The tachyarrhythmias are usually precipitated by the adrenergic stimulation of physical or emotional stress. The most characteristic ventricular tachyarrhythmia is bidirectional ventricular tachycardia which appears on ECG as two QRS complexes of opposite polarity in an alternating pattern. Nevertheless, any polymorphic ventricular tachycardia (VT), or ventricular fibrillation (VF) may occur.

The incidence of CPVT is about 1 in 10,000 and is equally common in males and females. It is usually inherited as an autosomal dominant mutation of the gene encoding the cardiac ryanodine receptor, but it may be inherited as an autosomal recessive mutation of cardiac calsequestrin (CASQ2).

Symptoms and Signs of CPVT

Some patients are asymptomatic and identified only on family screening. When symptoms occur, they usually develop at a young age (ie, childhood or adolescence). The tachyarrhythmias may cause palpitations, syncope, or cardiac arrest. Events are typically triggered by emotional or physical stress.

Diagnosis of CPVT

  • Exercise testing

  • Genetic testing

  • Screening of first-degree family members

Diagnosis should be considered in patients with unexplained cardiac arrest or syncope or a family history of such in the absence of structural heart disease.

Resting ECG is normal. Diagnosis is confirmed by exercise testing–induced polymorphic VT (especially bidirectional VT) that also reproduces the patient's symptoms. Genetic testing should then be done; it has a yield of approximately 50%.

First-degree family members of patients have a significant risk of disease. They should have clinical evaluation (ie, to detect symptoms suggestive of arrhythmia) and exercise testing performed every 1 to 3 years. If the initial patient has a causative mutation identified, family members without the index mutation are then freed of the need follow-up investigations.

Treatment of CPVT

  • Exercise restriction

  • Beta blockade

  • Sometimes an implantable cardioverter-defibrillator (ICD)

  • Rarely left cardiac sympathetic denervation

All patients are advised to avoid strenuous exercise (eg, competitive sports). Particularly those who will not accept exercise restrictions should be counseled on the need for appropriate cautions (eg, availability of an automated external defibrillator during training and competition).

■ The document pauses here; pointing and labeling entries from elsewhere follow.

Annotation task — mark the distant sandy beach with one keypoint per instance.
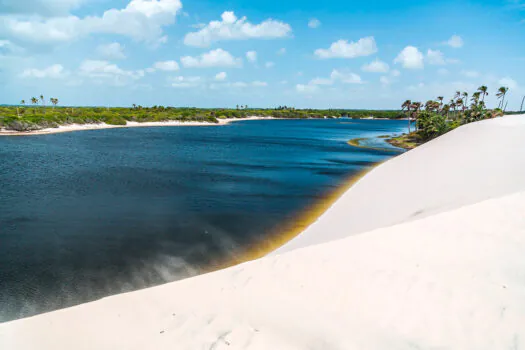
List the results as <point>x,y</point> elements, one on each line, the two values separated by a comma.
<point>431,261</point>
<point>100,126</point>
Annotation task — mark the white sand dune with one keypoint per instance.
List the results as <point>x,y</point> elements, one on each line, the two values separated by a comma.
<point>449,275</point>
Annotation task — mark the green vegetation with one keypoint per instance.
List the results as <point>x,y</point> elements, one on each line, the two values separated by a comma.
<point>437,118</point>
<point>29,118</point>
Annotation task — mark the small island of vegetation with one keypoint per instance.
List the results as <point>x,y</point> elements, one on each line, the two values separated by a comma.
<point>436,118</point>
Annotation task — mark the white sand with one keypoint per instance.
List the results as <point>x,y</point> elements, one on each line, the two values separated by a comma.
<point>80,127</point>
<point>452,277</point>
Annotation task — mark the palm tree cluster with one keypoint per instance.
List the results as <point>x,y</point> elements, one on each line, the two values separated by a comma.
<point>35,101</point>
<point>436,117</point>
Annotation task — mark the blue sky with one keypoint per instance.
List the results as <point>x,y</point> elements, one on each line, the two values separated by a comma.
<point>302,53</point>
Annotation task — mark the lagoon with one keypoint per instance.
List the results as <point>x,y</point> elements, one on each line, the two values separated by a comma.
<point>88,214</point>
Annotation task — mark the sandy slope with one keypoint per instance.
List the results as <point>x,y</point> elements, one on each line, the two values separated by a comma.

For patients who have had symptoms (eg, syncope, cardiac arrest) or who have demonstrated VF or sustained VT, the primary treatment is high doses of a long-acting beta-blocker, preferably one without intrinsic sympathomimetic activity (eg, nadolol, slow-release propranolol). If beta blockade is ineffective, flecainide may be useful both for its sodium channel and ryanodine receptor blocking effects. Implantable cardioverter-defibrillators (ICDs) are used for patients with CPVT who survived cardiac arrest or who have VT despite antiarrhythmic drug therapy. Refractory cases are treated with left cardiac sympathetic denervation and/or arrhythmia substrate ablation.

Follow-up typically involves repeated exercise testing, but the predictive value is only moderate.

Asymptomatic patients (including relatives identified by genetic testing) should also moderate their physical activity and receive beta-blocker therapy.